Um ano exato atrás, e eis a data em que tudo começou, onde finalmente me encontrei Amara. Atiçada por amigos, me montei dominatrix toda caricata o primeiro dia, chicotinho peruca e salto, daí o segundo idem, o terceiro tb, o quarto e o quinto, continuando montada após o Carnaval pra desespero dos meus pais (agora mais feminina, mas sem ainda assumir nada, pq eu ainda tava no processo de descobrir). Dia Internacional da Mulher pouco depois, fui toda produzida no salto, saia e blusinha participar do ato, saindo dali direto pra festinha em família… pra minha surpresa, todos me trataram super bem (“é brincadeira, só pode! hahaha”), os primos risonhamente me chamando de Amara, me apresentando pros convidados como “a prima mais velha” — hoje nenhum deles consegue me tratar igual aquele dia, travam pra me dar um simples beijo no rosto ao invés do habitual aperto de mão. Qdo não era “sério”, tava valendo.
Meses atrás fui numa festa xis e pessoas me paravam o tempo todo pra perguntar se eu tava fantasiada (por estar usando roupas femininas, peruca, maquiagem)… só depois fui me dar conta dq aquela era uma festa a fantasia. Um homem então me agarrou no escuro, bêbado bêbado, o primeiro que me beijava dsd que me assumi, aí do nada ele me empurra e sai correndo, os amigos visivelmente enchendo a paciência dele no caminho: teria só percebido que eu era trans qdo começou a me beijar ou, pior, teria achado que eu era um homem fantasiado? Tive medo de apanhar enqto não me vi longe da festa.
Carnaval, data super risonha, pode ser paraíso pra muito homão angustiado com as amarras firmes do machismo, do sexismo, mas convém analisarmos tb os sentidos que ele projeta pras pessoas trans.

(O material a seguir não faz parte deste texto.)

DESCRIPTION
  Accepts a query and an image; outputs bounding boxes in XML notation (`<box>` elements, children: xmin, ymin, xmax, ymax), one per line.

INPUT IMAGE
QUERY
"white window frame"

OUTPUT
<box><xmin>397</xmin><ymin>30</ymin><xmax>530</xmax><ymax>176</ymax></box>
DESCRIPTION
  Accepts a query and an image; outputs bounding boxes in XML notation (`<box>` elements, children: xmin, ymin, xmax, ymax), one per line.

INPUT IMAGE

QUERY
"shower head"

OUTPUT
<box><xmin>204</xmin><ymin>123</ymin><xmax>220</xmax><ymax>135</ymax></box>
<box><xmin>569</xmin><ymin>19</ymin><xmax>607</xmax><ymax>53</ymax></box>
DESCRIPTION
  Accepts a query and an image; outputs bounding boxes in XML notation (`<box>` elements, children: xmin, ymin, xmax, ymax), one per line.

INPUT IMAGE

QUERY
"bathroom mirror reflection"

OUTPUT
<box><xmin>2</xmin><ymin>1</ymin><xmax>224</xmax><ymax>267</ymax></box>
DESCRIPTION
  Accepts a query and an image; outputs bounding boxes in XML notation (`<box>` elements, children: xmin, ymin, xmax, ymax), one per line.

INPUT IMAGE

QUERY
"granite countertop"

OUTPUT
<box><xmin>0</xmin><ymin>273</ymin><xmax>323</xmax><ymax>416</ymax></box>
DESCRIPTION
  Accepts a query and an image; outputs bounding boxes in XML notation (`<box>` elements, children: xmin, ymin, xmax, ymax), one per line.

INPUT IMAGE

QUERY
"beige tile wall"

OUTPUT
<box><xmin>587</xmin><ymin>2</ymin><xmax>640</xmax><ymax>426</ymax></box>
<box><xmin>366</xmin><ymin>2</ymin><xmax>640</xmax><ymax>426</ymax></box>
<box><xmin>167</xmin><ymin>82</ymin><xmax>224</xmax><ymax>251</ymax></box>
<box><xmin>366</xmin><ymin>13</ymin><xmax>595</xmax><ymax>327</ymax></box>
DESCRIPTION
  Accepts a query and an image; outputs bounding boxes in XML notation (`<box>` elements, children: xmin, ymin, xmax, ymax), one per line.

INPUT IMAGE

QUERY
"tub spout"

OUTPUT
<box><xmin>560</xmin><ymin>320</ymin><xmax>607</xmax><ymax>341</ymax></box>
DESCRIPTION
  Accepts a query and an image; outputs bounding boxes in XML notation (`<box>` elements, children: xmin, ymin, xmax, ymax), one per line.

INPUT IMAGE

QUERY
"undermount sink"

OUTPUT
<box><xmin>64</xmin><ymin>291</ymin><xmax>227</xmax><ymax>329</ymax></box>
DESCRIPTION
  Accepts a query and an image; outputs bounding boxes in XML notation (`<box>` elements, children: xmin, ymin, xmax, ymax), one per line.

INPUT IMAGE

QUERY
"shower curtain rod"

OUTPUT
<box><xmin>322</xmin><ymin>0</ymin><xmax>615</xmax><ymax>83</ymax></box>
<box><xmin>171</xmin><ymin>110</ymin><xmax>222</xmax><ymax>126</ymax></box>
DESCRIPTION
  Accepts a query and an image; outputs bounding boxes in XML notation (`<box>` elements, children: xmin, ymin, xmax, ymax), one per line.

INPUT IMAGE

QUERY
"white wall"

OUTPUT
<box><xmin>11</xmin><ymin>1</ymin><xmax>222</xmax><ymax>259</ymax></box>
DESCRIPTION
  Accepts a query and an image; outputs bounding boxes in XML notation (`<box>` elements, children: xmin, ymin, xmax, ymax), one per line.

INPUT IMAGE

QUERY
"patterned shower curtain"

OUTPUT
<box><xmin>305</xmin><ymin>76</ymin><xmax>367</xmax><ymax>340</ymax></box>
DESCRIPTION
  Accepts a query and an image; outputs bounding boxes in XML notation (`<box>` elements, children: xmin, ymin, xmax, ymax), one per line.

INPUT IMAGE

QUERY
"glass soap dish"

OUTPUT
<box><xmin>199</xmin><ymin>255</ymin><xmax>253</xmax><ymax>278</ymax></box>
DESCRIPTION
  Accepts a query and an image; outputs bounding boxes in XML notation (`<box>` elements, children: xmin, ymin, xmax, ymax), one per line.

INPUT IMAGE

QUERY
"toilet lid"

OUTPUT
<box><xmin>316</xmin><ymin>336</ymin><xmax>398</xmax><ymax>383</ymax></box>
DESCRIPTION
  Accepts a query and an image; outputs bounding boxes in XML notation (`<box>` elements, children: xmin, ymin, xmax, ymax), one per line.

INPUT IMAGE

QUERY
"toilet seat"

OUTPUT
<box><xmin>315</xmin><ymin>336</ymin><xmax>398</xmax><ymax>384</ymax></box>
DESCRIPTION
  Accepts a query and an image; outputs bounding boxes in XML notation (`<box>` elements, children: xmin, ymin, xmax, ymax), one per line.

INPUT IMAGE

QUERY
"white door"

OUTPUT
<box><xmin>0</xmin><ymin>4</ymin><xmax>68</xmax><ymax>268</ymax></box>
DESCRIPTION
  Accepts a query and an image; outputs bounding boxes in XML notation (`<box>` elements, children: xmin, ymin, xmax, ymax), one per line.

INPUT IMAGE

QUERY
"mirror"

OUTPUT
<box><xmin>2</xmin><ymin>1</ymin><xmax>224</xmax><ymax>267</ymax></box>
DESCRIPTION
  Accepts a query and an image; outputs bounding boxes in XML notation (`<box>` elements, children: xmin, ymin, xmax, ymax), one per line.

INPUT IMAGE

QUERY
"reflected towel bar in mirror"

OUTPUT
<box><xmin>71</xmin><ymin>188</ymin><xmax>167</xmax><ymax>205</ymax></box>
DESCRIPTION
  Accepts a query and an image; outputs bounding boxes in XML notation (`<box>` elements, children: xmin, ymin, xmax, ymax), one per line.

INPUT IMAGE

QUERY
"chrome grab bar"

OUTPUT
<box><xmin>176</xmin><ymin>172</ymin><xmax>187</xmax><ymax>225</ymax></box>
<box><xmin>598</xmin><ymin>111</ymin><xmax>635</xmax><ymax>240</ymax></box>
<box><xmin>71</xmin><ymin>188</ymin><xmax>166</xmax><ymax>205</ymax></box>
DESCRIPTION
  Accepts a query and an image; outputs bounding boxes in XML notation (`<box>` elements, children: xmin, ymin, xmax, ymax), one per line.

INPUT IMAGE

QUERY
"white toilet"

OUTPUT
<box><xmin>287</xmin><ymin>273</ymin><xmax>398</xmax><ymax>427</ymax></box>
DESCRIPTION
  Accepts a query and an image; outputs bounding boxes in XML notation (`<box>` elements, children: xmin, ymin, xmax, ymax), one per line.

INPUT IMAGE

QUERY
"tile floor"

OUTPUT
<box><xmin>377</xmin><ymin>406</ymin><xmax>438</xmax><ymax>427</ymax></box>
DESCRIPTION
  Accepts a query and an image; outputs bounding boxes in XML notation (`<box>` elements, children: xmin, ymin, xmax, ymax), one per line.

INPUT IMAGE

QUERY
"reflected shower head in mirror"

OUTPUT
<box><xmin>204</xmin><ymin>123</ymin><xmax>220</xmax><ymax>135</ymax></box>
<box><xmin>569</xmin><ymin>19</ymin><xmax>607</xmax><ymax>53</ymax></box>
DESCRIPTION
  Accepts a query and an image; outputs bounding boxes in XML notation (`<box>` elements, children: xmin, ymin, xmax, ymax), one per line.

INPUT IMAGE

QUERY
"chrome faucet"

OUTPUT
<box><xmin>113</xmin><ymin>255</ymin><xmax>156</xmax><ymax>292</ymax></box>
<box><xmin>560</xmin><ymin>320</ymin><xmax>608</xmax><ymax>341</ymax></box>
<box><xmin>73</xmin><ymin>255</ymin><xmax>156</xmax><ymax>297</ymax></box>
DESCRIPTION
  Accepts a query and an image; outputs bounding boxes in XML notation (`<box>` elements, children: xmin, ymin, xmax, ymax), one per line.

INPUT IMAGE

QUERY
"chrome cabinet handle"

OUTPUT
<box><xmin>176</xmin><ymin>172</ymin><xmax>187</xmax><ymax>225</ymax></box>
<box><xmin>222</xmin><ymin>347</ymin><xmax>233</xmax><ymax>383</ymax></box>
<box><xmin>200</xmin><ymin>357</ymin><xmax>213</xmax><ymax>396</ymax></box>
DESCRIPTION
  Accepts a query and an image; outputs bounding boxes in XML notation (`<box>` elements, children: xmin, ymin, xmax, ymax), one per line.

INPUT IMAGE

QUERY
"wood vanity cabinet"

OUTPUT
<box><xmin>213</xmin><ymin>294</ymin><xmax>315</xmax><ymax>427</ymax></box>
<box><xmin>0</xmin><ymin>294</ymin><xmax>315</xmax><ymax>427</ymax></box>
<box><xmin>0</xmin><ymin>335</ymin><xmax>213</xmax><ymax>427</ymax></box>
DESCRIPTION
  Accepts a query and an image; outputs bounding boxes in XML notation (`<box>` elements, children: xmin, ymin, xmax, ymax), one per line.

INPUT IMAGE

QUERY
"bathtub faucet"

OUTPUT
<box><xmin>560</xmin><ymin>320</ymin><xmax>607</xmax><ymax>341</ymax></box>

Eis um espaço onde vão nos perguntar a todo momento se nossa identidade visual é fantasia (aí tudo bem) ou pra valer (aí melhor evitar, ou até dar um basta), lugar onde temos que tomar cuidado ao interagir com bêbados e com machões LGBTfóbicos que podem não se dar conta, dsd o princípio, dq somos trans / travestis (dps nos culpando pelo desejo que sentiram por nós), lugar onde vão nos assediar por graça, sem querer querendo, onde vão passar a mão nas nossas bundas o tempo todo (“é homem fantasiado, não dá nada, ele tá pedindo”), tratar nossos corpos como se fossem públicos…
Um ano atrás eu me encontrei nesse espaço e sou muito grata a ele por isso, mas hj tenho medo só de pensar que ele se aproxima. E isso diz muito a respeito de o qto homens cis purpurinando nas avenidas servem pra diminuir a violência aq nós trans e travestis estamos sujeites.